For our 10th wedding anniversary, I wanted to create a photo book that celebrated us. I am blessed with a wonderful husband—and after a decade of marriage I can honestly say that I feel lucky in love. As lucky as I did on our wedding day. But a lot happens in ten years. I’d been thinking about doing something special for our tenth for a long time, but in all honesty, time got away from me a little bit and—in the weeks prior to our anniversary as the significance crept up on my—I found myself hit with a sudden urge to chronicle what the last decade has been about—*aside* from the two kids, countless jobs, multiple moves, and several (okay, many) gray hairs that have punctuated these ten years. I wanted to chronicle a decade of us acting like a couple. Just us. At this point in our lives, we are so many things to so many people—elementary school parents, preschool parents, mommy, daddy, boss, client, colleague, neighbor, friend, daughter, son, businessman—I wanted to gather pictures of us just being US. Here are the guiding principles I used in the creation of my book:
All years represented
Because my husband and I started dating in 1999 (even though this was a wedding anniversary, I did include the pre-wedding pictures) and got married in 2002, there were a good five years of pictures that weren’t digital. This was definitely the biggest challenge, which required some digging and some asking around. I came up with a stack of 30 or so printed pictures of us together in the early years of our relationship. Because I was pressed for time, I took them into FedEx Kinkos and had my 6-year-old son help me scan them in bulk. It went really quickly, and my son loved pushing the buttons and watching the pictures appear on the screen. It felt like a big jump-start on my project to have knocked out that many scans that fast. I then went through our entire library of digital photos, dropping every single couple photo I found into an album entitled “the decade.” Once I had all my pictures in one place, I simply started my Mixbook project (I used the White Portfolio theme) and uploaded my photos directly into the Mixbook editor. I then sorted them chronologically and began dragging and dropping them right into the page layouts that I handpicked for each spread.
Together pictures whenever possible
With essentially 13 years worth of pictures (since I included pre-wedding pics), using almost exclusively photos with both of us in the frame helped whittle down the options a lot. It would have been nearly impossible to home in on the right photos for the book without some very limiting criteria like this.
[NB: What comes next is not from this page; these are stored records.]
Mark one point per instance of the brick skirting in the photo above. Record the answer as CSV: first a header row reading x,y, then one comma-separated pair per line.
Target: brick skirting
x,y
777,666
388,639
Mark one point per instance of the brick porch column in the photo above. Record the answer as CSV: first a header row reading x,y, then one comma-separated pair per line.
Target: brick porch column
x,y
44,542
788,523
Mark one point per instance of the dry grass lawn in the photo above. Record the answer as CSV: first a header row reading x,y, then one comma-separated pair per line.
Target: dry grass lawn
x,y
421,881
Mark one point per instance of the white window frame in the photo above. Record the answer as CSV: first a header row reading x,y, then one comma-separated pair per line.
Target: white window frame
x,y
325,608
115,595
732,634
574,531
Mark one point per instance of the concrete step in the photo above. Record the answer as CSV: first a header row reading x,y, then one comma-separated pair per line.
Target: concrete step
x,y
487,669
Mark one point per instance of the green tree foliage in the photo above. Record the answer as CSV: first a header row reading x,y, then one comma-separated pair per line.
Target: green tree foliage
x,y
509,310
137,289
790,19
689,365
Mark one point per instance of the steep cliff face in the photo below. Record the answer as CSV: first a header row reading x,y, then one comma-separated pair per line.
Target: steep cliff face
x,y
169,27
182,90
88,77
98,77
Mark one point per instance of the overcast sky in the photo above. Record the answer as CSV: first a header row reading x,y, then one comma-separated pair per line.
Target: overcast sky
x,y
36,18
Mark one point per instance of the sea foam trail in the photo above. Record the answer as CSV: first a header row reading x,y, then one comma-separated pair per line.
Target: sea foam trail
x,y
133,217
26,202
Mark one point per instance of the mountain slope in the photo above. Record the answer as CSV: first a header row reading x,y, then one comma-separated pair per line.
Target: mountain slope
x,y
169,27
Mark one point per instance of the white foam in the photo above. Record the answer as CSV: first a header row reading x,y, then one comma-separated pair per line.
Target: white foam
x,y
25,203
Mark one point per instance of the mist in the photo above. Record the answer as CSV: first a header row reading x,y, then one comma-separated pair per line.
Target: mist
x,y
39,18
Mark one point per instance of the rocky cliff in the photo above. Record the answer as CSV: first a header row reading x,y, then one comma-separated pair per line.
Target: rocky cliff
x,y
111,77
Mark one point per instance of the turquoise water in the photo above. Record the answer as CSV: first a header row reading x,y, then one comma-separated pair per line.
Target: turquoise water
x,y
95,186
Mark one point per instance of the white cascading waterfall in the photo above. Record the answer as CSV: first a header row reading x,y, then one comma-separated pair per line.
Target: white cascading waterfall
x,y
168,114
In some ways I was relieved to find that there weren’t all that many photos of us together. And in some ways it was somewhat of a realization that we really should make a point to have more pictures taken of us together down the road! In any event, I was happy with the way the book came together organically just by including every couple photo I could find, which essentially represented one from every event, holiday and vacation each year. The rule of including “together pictures” only was especially helpful once the kids came into the picture. Obviously our children are our biggest source of joy and our general raison d’etre, but the goal of the book was to be about us. So the pictures of our children in this context were there for the purpose of representing what they’ve meant to us as a couple. So after the section that was all about having kids, lots of photographs went back to being just us as a couple. I even went so far as to crop other folks (not our kids) out of pictures. There are plenty of opportunities to celebrate our wonderful family and friends, but this wasn’t that moment. When I did crop other people out of our photos to make it into a couple photo, I just tried to be elegant with my crop so it didn’t look like someone was crudely lopped out of the image!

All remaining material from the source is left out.